SAM2AutomaticMaskGenerator returns a list of masks, where each mask is a dict containing various information about the mask

segmentation - [np.ndarray] - the mask with (W, H) shape, and bool type
area - [int] - the area of the mask in pixels
bbox - [List[int]] - the boundary box of the mask in xywh format
predicted_iou - [float] - the model's own prediction for the quality of the mask
point_coords - [List[List[float]]] - the sampled input point that generated this mask
stability_score - [float] - an additional measure of mask quality
crop_box - List[int] - the crop of the image used to generate this mask in xywh format

Understanding the Impact of the crop_n_layers Parameter

The crop_n_layers parameter controls the number of iterative cropping layers applied during segmentation. Each layer increases the number of crops, allowing for a more detailed analysis of the image, focusing on different areas and refining the segmentation with each layer.

Observation Based on crop_n_layers:

  • Source Image:

    • The original image shows a busy traffic scene with numerous vehicles and motorcyclists. It’s complex, with many overlapping and closely packed objects.
  • n=0 (Crop Layer 0):

    • At the initial crop layer (n=0), the segmentation is coarse, similar to the basic segmentation without any crops. The objects such as vehicles and people are roughly identified, but the boundaries are not very precise. Overlapping or closely situated objects may not be distinctly separated, and there is minimal refinement.
  • n=1 (Crop Layer 1):

    • With the first cropping layer (n=1), the segmentation begins to refine. More objects are identified, and the segmentation boundaries become more accurate compared to n=0. The process of cropping allows the model to focus on smaller sections of the image, improving its ability to distinguish between closely situated objects and enhancing overall segmentation precision.
  • n=2 (Crop Layer 2):

    • Further refinement occurs at the second cropping layer (n=2).

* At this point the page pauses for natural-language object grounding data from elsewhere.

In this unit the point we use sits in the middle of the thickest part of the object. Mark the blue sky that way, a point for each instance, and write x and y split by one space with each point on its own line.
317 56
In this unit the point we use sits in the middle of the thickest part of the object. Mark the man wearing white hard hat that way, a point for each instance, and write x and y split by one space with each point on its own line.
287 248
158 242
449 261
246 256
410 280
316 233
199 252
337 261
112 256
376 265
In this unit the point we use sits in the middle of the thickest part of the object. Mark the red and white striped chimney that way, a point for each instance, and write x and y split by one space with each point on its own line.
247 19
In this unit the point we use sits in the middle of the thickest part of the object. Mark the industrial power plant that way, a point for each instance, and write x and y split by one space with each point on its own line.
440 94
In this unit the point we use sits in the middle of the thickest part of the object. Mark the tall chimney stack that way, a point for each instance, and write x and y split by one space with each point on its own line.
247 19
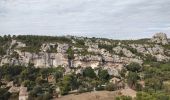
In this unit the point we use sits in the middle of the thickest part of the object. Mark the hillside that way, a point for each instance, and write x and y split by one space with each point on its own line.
48 66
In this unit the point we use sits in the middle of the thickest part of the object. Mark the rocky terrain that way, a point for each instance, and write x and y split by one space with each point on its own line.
109 54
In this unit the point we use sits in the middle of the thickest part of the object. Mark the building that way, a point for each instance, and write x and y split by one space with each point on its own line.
23 94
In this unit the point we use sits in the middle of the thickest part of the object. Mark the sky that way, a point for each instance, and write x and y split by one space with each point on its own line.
116 19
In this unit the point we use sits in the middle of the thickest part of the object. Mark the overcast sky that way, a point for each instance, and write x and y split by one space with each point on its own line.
117 19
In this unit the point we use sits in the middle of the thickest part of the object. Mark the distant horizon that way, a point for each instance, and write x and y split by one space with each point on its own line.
147 37
115 19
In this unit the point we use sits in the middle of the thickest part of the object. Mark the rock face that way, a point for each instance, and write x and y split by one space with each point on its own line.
91 54
160 38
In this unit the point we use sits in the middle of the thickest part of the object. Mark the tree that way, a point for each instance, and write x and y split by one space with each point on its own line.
103 75
110 87
68 83
89 72
154 83
132 79
4 94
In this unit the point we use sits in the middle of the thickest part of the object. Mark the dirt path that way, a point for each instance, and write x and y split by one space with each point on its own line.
99 95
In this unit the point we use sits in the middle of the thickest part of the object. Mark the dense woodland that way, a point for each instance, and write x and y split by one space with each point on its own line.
156 75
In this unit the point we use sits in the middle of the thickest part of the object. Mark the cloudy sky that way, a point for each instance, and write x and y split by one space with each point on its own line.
117 19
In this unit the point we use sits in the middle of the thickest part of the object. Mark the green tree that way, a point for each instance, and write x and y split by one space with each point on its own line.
132 79
134 67
89 72
104 75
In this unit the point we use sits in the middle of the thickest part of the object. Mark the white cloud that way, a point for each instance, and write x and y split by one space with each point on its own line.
102 18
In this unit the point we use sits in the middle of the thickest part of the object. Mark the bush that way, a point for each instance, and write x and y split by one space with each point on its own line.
110 87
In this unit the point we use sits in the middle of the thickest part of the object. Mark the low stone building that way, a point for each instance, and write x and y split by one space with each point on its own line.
23 94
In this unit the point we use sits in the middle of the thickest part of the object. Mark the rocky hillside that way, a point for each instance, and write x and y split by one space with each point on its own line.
70 51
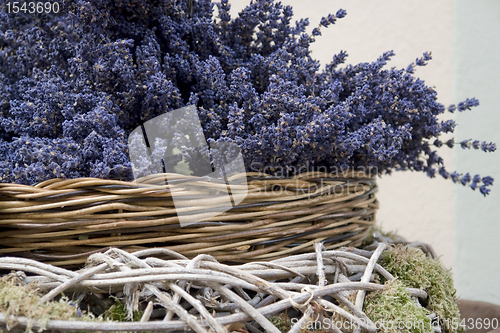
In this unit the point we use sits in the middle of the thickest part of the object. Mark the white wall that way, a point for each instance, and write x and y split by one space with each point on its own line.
477 73
418 207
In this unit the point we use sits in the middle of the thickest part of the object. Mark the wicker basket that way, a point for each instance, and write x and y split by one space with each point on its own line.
62 222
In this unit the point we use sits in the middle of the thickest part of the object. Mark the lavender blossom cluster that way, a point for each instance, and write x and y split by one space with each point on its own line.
74 85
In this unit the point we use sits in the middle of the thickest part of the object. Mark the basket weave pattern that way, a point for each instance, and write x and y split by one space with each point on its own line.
62 222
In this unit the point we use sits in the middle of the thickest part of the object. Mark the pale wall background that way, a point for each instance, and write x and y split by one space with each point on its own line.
460 224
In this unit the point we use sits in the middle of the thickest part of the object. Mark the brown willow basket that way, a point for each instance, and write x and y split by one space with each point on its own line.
62 222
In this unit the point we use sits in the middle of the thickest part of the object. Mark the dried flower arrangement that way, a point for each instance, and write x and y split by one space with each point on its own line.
73 85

The segmentation shows even more precise boundaries, and additional objects that were previously not segmented may now be identified. The masks conform more accurately to the shapes of individual vehicles and motorcyclists, indicating a higher resolution of segmentation due to increased focus from additional crops.
  • n=3 (Crop Layer 3):

    • At the third cropping layer (n=3), the segmentation reaches its most detailed level. The boundaries are very precise, and nearly every object in the image is segmented. The high number of crops allows the model to meticulously analyze and separate overlapping or closely packed objects, leading to a high level of accuracy and detail in object identification.

The crop_n_layers parameter significantly enhances the model's ability to perform detailed and accurate segmentation in complex scenes.

  • Lower crop_n_layers Values (n=0 or n=1):

    • Results in less detailed segmentation, with coarser boundaries and less precise identification of objects. This is suitable for scenarios where broad object detection is sufficient.
  • Higher crop_n_layers Values (n=2 or n=3):

    • Leads to more detailed and refined segmentation, allowing the model to identify and separate closely packed or overlapping objects with high precision. This is ideal for complex scenes where fine details and accurate boundaries are crucial.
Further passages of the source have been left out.